Mr. Baldwin finally had a Sotheby’s expert compare his painting
to a catalog image from the 2007 auction.
The expert said, “This is not that painting,” Mr. Baldwin
recalled.
He then confronted Ms. Boone and Mr. Bleckner. He said they
acknowledged having given him another work. Mr. Baldwin has an email in which
Mr. Bleckner is deeply apologetic but does not directly address about what.
“im so sorry about all of this,” he wrote. “I feel so bad about
this … what can I do to make this up to you?”
He said Mr. Bleckner told him that he had started the painting
in 1996 and finished it in 2010, though he had dated it 1996.
“I don’t know what Ross knew,” Mr. Baldwin said. “Ross may have
been instructed to make a copy. I don’t know.”
This summer, as Mr. Baldwin complained to Ms. Boone, he gave her
an ultimatum.
“Deliver to me the painting that I bought. The one you sold me,”
he wrote in an email.
Ms. Boone again asked Sotheby’s to contact the owner of the
painting sold at auction in 2007, according to an email supplied by Mr.
Baldwin. The collector, whose identity remains a mystery, was still not
interested in selling.
Ms. Boone’s lawyer, Mr. Poretz, also contacted Mr. Baldwin to
try to settle the matter.
In an interview, Mr. Baldwin acknowledged that the work he has
was created by Mr. Bleckner and that it looks quite similar to the painting he
coveted. But he said it was not the work he had fallen in love with — not a
painting, in his view, created when the artist was at the peak of his fame.

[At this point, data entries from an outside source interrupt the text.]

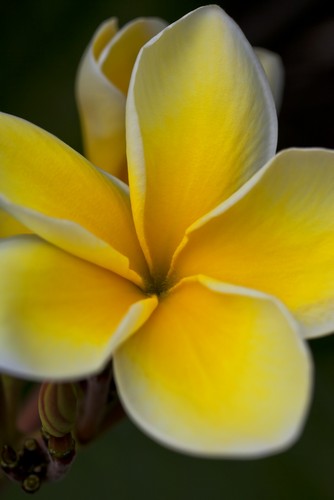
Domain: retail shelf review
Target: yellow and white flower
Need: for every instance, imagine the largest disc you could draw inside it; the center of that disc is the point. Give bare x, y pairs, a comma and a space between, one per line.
103, 81
199, 279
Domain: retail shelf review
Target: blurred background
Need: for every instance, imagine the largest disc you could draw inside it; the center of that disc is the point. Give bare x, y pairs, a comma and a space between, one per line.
40, 47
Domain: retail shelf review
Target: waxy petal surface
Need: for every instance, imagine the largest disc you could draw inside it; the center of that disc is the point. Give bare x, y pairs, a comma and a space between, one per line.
9, 226
216, 370
101, 89
60, 316
59, 195
200, 121
276, 235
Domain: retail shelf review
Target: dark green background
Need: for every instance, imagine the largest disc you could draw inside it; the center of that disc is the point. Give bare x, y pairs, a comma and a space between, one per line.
41, 43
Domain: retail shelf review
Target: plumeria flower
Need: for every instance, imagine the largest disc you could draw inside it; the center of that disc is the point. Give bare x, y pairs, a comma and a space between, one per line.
201, 277
103, 81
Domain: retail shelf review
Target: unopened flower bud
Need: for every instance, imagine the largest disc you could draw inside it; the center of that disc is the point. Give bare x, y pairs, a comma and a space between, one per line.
58, 408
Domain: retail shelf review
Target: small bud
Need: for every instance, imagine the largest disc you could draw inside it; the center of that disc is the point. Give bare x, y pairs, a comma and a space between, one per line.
8, 457
58, 408
31, 483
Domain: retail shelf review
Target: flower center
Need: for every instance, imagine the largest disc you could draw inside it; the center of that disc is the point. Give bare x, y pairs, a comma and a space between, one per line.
158, 285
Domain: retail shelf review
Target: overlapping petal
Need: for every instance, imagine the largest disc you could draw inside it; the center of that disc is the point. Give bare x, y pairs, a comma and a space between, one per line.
216, 370
200, 121
276, 235
60, 316
9, 226
274, 70
59, 195
101, 89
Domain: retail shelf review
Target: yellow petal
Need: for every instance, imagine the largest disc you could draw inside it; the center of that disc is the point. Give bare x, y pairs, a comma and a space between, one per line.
10, 226
59, 195
61, 317
216, 370
101, 88
200, 121
274, 70
276, 235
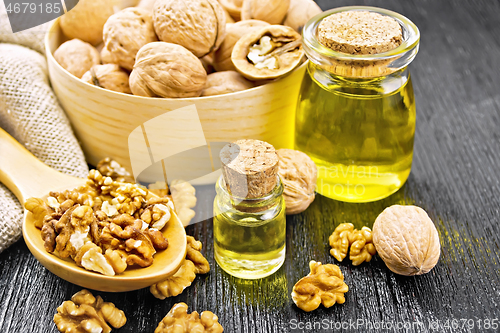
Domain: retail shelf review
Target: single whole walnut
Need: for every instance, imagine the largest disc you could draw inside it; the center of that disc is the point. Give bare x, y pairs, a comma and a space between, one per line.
324, 285
167, 70
124, 34
268, 53
219, 83
406, 239
299, 12
222, 57
108, 76
87, 19
77, 57
272, 11
86, 313
298, 174
198, 25
179, 321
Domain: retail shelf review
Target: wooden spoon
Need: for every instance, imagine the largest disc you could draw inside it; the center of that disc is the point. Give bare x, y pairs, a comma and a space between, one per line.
26, 177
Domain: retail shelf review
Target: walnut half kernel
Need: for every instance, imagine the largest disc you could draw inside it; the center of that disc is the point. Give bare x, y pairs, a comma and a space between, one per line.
268, 53
86, 313
324, 285
179, 321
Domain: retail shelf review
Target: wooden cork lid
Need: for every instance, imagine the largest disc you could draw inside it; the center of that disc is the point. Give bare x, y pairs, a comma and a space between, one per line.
249, 168
360, 32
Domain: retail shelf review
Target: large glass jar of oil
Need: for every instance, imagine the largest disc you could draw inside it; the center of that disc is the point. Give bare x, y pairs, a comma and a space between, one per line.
249, 211
356, 112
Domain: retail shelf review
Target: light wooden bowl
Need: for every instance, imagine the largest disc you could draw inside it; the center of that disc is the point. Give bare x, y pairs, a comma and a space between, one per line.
103, 119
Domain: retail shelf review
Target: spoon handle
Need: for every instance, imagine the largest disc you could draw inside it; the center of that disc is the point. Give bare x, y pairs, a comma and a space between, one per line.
24, 174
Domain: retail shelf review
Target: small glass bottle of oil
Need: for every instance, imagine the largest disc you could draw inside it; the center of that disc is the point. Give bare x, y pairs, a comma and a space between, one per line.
356, 111
249, 211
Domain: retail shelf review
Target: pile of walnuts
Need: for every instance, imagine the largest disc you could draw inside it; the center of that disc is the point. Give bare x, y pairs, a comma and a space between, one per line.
183, 48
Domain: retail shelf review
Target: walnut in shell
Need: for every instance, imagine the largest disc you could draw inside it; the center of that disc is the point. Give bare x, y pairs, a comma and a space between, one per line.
406, 239
198, 25
299, 12
324, 285
87, 19
272, 11
77, 57
179, 321
108, 76
219, 83
268, 53
222, 57
167, 70
233, 7
124, 34
299, 175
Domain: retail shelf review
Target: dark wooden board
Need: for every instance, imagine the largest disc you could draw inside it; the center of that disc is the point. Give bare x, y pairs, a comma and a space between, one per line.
455, 177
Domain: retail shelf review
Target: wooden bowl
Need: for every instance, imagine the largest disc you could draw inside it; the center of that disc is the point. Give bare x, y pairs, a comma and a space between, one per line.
103, 119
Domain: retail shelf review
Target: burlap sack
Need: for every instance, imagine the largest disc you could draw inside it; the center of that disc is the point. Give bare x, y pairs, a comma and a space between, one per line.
30, 112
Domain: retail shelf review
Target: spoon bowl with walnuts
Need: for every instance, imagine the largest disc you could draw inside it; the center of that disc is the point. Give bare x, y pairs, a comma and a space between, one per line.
97, 233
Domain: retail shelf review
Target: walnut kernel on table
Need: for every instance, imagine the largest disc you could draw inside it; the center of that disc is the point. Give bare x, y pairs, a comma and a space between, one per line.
299, 175
86, 313
197, 25
108, 76
359, 241
179, 321
167, 70
124, 34
324, 285
77, 57
406, 240
194, 264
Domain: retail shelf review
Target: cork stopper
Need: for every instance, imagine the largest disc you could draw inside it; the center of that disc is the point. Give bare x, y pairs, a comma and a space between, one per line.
360, 32
249, 168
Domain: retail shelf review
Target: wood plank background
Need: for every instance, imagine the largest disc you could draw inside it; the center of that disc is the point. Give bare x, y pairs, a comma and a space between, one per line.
455, 177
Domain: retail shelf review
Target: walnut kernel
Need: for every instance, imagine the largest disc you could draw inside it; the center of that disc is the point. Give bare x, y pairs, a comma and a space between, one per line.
324, 285
179, 321
86, 313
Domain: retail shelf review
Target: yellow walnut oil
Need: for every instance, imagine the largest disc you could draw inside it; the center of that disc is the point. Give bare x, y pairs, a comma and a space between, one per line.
356, 114
359, 132
249, 243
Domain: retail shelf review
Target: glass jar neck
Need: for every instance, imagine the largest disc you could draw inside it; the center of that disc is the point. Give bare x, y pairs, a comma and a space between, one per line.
250, 205
366, 65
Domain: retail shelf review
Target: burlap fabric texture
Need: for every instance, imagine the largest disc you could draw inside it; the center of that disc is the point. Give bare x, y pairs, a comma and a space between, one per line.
30, 112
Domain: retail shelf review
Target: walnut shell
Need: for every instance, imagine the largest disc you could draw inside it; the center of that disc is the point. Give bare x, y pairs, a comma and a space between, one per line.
109, 76
222, 57
167, 70
272, 11
87, 19
124, 34
219, 83
284, 55
233, 7
198, 25
299, 12
299, 175
406, 239
77, 57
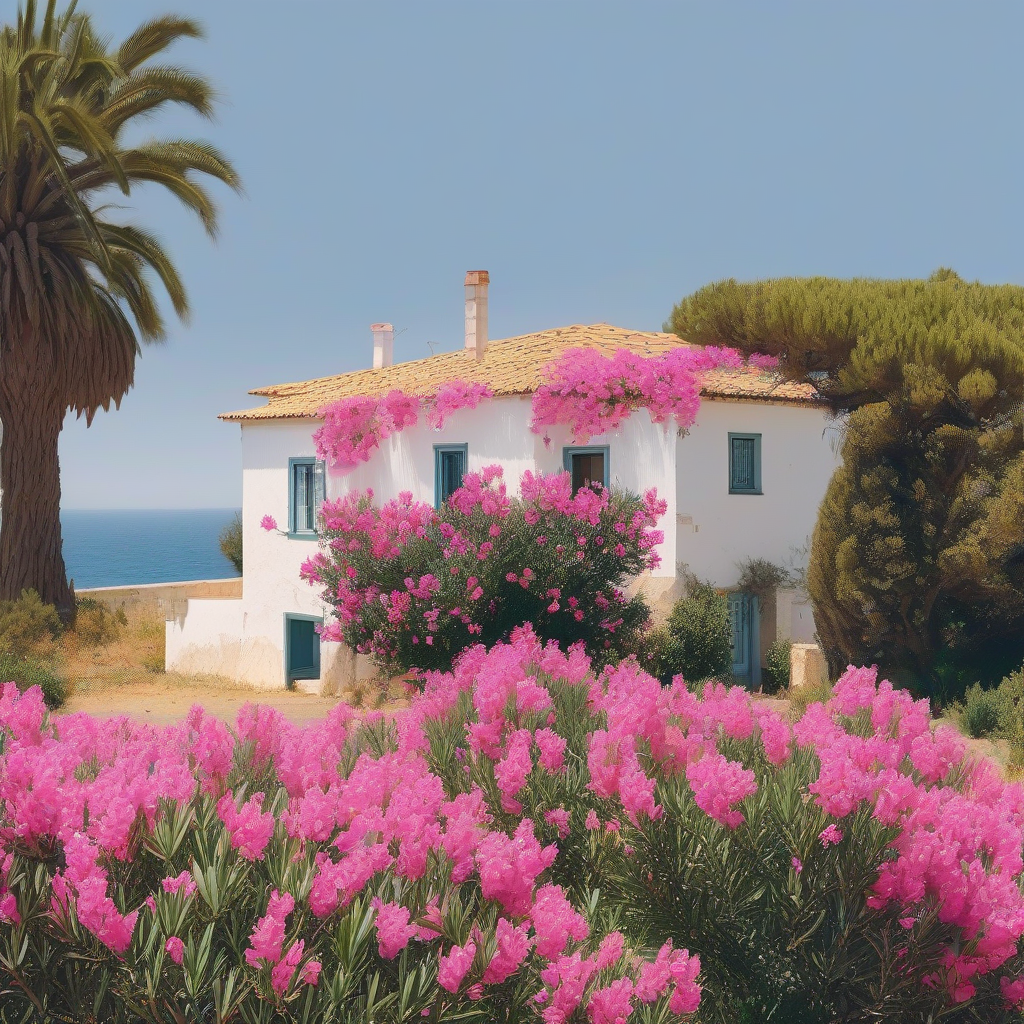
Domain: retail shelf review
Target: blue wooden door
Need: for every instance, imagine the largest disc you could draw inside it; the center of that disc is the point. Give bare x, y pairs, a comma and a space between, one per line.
739, 616
303, 649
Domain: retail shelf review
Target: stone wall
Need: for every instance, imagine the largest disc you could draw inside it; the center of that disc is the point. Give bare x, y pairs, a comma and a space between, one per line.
167, 599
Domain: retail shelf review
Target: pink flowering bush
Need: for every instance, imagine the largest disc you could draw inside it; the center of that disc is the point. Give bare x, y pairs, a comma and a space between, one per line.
354, 427
413, 587
528, 841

Still, he told Ms. Boone in a recent email, he did not want to
hurt Mr. Bleckner. “I’m less worried about you, Mary,” he wrote, “as you are
more of an armadillo and I’m sure you have been blasting your way out of
corners like this on more than one occasion.”
Ms. Boone wrote back to say that she was working to get him the
work he wanted.
“I am not an Armadillo however,” she added.